Dog hit by car develops hip problem requiring surgery
Zander the dog has become a real fan of the old saying "If at first you don’t succeed.…" It took more than one try to help the poor guy feel better.
Dog hit by car in need of medical attention
As a young dog, he was found alongside the road in the middle of nowhere. He’d apparently just been hit by a car and couldn’t walk. He was rushed to Best Friends for some urgent care.
In the accident, Zander had broken his pelvis and femur. At Best Friends, he received all the emergency medical care he needed, but then he threw everybody a curve ball. After healing up, his hip bones realigned over time and left him with a new, false hip joint. Meanwhile, the original hip joint was more or less stuck in place because some leftover bone was trapped there. Zander got to where he couldn’t move the hip much. For an active guy like him, that was really cramping his style!
The Best Friends vets decided to operate. Their plan was to remove the old piece of bone stuck in the original hip socket, which would let the joint move freely again. Only problem was, they couldn’t get the femur ball out of the pelvis socket to begin with.

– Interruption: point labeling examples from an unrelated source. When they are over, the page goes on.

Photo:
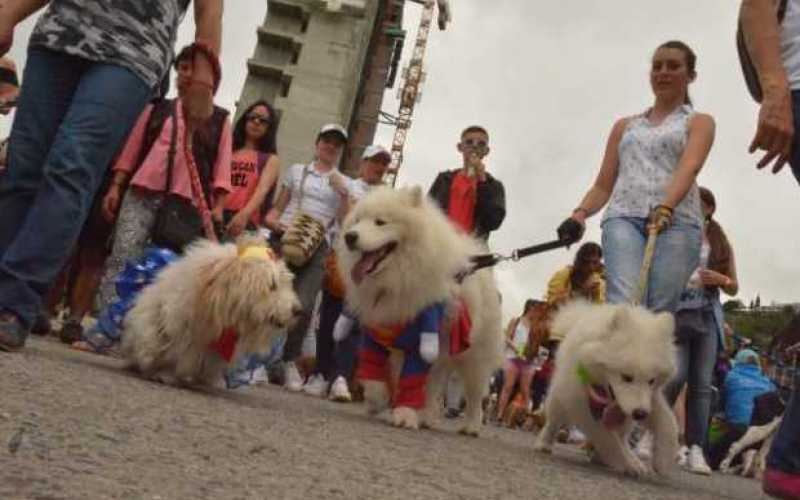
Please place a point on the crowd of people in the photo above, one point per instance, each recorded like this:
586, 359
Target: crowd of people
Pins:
100, 165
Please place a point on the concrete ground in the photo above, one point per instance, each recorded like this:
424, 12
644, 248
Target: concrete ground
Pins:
76, 426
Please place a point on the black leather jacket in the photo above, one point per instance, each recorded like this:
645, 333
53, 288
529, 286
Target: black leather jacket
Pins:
490, 205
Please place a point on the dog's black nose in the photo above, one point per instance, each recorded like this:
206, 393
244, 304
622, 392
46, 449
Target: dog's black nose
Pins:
351, 237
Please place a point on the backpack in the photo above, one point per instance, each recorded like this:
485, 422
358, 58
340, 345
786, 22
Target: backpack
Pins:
748, 68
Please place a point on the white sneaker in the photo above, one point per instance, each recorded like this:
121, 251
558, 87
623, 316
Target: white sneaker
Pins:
748, 463
292, 380
259, 376
339, 391
683, 454
316, 386
696, 461
644, 448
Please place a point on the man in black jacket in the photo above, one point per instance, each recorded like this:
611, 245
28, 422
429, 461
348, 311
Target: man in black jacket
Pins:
475, 202
473, 199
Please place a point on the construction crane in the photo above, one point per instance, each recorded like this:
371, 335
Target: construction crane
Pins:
413, 76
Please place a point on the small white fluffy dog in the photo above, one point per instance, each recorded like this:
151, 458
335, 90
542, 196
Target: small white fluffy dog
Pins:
398, 255
611, 369
215, 287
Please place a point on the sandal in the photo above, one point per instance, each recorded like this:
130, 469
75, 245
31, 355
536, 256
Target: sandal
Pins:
71, 331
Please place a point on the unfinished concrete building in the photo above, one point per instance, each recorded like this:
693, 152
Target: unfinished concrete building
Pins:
320, 61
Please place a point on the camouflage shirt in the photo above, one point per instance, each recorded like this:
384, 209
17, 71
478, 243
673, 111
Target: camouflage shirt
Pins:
136, 34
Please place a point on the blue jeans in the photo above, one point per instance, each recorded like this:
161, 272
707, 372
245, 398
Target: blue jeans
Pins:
72, 116
785, 452
676, 255
697, 342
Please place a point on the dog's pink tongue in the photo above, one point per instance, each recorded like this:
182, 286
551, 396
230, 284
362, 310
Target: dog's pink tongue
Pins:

Yikes! Zander’s anatomy had changed after the accident and it was really wedged in there.
Because they couldn’t get the ball out of the socket, the vets couldn’t remove the offending piece of bone. They had hit a dead end. Still, they weren’t ready to give up. They wanted to try again.
The second time around, however, they brought in some extra help. Best Friends vet Dr. Patti asked her pal Dr. Patricia (Trish) Kupanoff of Phoenix, Arizona, to come and assist in round two. Dr. Trish has helped out at Best Friends with tricky surgeries before, one of them being Pepper the pig’s groundbreaking, never-before-attempted and ultimately successful shoulder surgery. Dr. Trish, a board-certified surgical specialist, agreed to help with Zander.
Using Dr. Trish’s expertise, the vets were able to better expose the joint and remove the offending bone piece by piece. In the end, they pulled off what they set out to do and Zander’s joint is moving so much better. (Thanks, Dr. Trish!)
Physical therapy and hydrotherapy
What’s next for Zander? Well, once his skin heals, he’ll be off to do hydrotherapy and other physical therapy. The vets have high hopes for a great recovery. One leg is now shorter than the other, though, so according to Dr. Patti, "There may always be a little hitch in his getalong." Still, at long last he should be able to burn through all that pent-up energy. After all, there’s nothing more frustrating than wanting to bounce off the walls and having an old injury hold you back. Congrats, Zander!